Automatic Service Mesh and RPC generation for Go micro services, it's a humble alternative to gRPC with Istio.

Mesh RPC Go Report Card Version Beta

meshRPC logo, image author - MariaLetta/free-gophers-pack

MeshRPC provides automatic Service Mesh and RPC generation for Go micro services, it's a humble alternative to gRPC with Istio. In a nutshell, a Service Mesh is an inter-service communication infrastructure, that includes adding an RPC protocol and additional client/server capabilities to existing services. This tool is a framework for quick onboardings onto meshy things.

With a service mesh,

  • A given Microservice won’t directly communicate with the other microservices. Rather all service-to-service communications will take places on-top of a software component called service mesh.

  • Service Mesh provides built-in support for some network functions such as resiliency, tracing, service discovery, etc.

  • Therefore, service developers can focus more on the business logic while most of the work related to network communication is offloaded to the service mesh.

See this article for a good explanation about this emerging concept, in terms of gRPC and Kubernetes.

The meshRPC tool paired with cluster package is able to transform any type of legacy Go service into a "new stack" developer's dream, without adding too much cost to infrastructure.

All meshRPC-infused microservices require zero-configuration and are load-balanced (round robin with sticky sessions) out of the box!

What about legacy monoliths? Should I rewrite 100%?

Of course not! Even for legacy Go monoliths that contain many layers inside a single process, meshRPC framework can be used to decouple things, using interface substitution. Consider an interface A, then use this tool to generate a microservice that implements interface A, but once called, instead of interface A invocation, there will be an RPC call over network to the corresponding microservice. In this way you can separate a big project by small pieces without hurting integrity (just adding a bit of network latency).

And you don't need to write RPC models and new data structures, we will generate them for you.

What about gRPC? Why do you keep comparing it with gRPC?

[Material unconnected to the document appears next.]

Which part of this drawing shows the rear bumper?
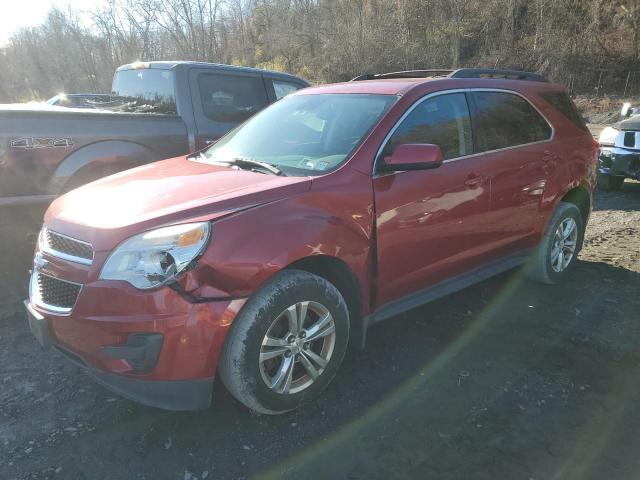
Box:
[598,147,640,179]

See, MeshRPC also does the same job that gRPC does. It takes a contract (Go interface instead of a protobuf schema) and generates both RPC client/server code allowing services to call each other over network, with streaming support as well. It is not cross-language and cross-platform yet, unlike gRPC, that's a simplification for now. Most of this package is focused on proper RPC generation and optimization, rather than service discovery and load balancing, with AstraNet being the core behind networking.

Install

$ go get -u github.com/astranet/meshRPC

Usage in Go

Create a service file like this one:

package greeter

//go:generate meshRPC expose -P greeter -y

type Service interface {
    Greet(name string) (string, error)
    SendPostcard(card *Postcard) error
}

func NewService() Service {
    return &service{}
}

type service struct{}

func (s *service) Greet(name string) (string, error) {
    // TODO
}

func (s *service) SendPostcard(card *Postcard) error {
    // TODO
}

Make sure to implement the methods, they will be exposed to other microservices in cluster soon. See the full example/greeter/service/service.go for the reference.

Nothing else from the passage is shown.